I am a poet, naturalist and researcher and my writing often explores our connection with water, the sea and coast. My most recent publication, Field Notes was written in and under the Atlantic Ocean (using waterproof notebooks) through a kind of creative fieldwork, whilst observing marine habitats and species over three years. It combines poems and written poetic “sketches” made in-situ with their subject, through direct experience.

 

I often work in collaboration with specialists from a range of different fields, from maritime archaeologists, to conservationists and choreographers; and I really value this as part of my process. My research, teaching and essays mostly sit within the blue humanities, and last summer I co-led an interdisciplinary Creative Ecology Residency on a yacht in the Outer Hebrides. I became smitten with sailing, and have just completed my RYA Competent Crew course. In reference to her book The Sea Around Us, Rachel Carson

said: “If there is poetry in my book about the sea, it is not because I deliberately put it there, but because no one could write truthfully about the sea and leave out the poetry.” And Aldo Leopold wrote, ‘we grieve only for what we know’. Many people around the world will never get to see the sea, so I want to connect people with it through my writing and take them on and under the waves.

I would like to use my time onboard to learn with people from different disciplines to help shape new work and to focus on my current project ‘Living Water: Ecological-Poetry of Sea, Islands and Coastal Communities’ which is partly focused on marine conservation areas in Scotland.

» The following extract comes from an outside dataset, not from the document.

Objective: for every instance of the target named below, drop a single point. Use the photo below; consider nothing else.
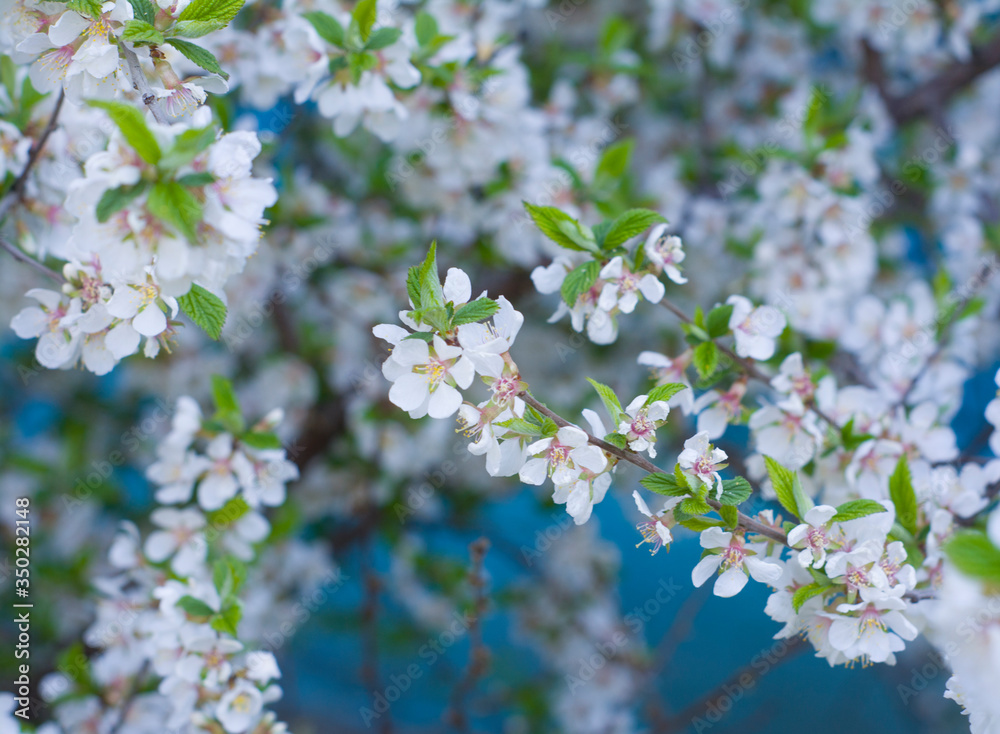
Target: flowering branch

I would like to work on a new sequence of poems began on the boat and islands responding to the species we encounter. ‘Living Water’ is one of the names given to jellyfish in some languages and over recent years I have witnessed their blooms as one of the warm-water species increasing due to marine heatwaves in the UK.

 

For me, moments of fracture can form gaps for new ways of living to rise up and through. Bayo Akomolafe describes it as ‘dancing with mountains into the cracks’ and Joanna Macy refers to this as ‘The Great Turning” with a shift from industrial growth societies to a life-sustaining civilisation. I’d like to bring my knowledge of pleasure activism and intersectional environmentalism to our collective exploration of this prompt and view it as an opportunity to reframe and find the stories that need to be told and heard for these times and the times to come.